True. Didn’t really think of that – like I said, I’m single so I don’t have to deal with that scenario:) However, maybe SIL would be willing to explain to H what she observed. That might help him “see the light.”


#12

Exactly…why is he so dense and how do I get him to understand? I already explained the shoe on the other foot thing he just doesn’t get it…


#13

It’s a man thing. They are often clueless about social cues and nonverbal communication, and unless this woman comes right out and says something rude, your dh just might not “get it.” :shrug:


#14

That’s exactly what I think!
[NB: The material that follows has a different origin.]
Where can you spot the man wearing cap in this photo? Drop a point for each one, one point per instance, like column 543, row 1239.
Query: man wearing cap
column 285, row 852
He likes the attention…I sure wish I could get a guy on here to explain:thumbsup:

Be sure you give him plenty of attention, but let him know exactly how this makes you feel - “I feel very slighted by this woman, especially in our own home, and it hurts me that you don’t support me in this.”

I already had this conversation…he apologised but I could tell by the glazed look in his eyeballs that he doesn’t get it.


#15

i am sure she is not the only friend that they have… so if she is not being paranoid about just about everyone slighting her, he should not have any issues with one woman not being in their house becos she is not being respected in the house…

anyways, he is supposed to be prioritizing her first and then everyone else… just my :twocents:


#16

Men belong to a different emotional species. They are from a different planet. Forget about having “hurt feelings” over this.

You want him to notice something? Show him a lug wrench. He’ll notice THAT.


#17

LOL:rotfl:


#18

If you feel someone is disresecting you in your own home - go to the person and talk to them about it directly.

If your spouce doesn’t notice it or care - so what, it bugs you so take care of it yourself.

ug me man … where I make fire now?


#19

LOL…:smiley:


#20

I’m with B on this one. I think you should nicely confront her… especially since it happened in your own home. “Did I do or say something to offend you? I get the distinct impression that you’re snubbing me.” She’ll probably deny it - but at least you’ve put her on notice that you’re well aware of what she’s doing.

I too think she’s “into” your husband.

This is NOT the time to be mad at him. She’d probably love that?!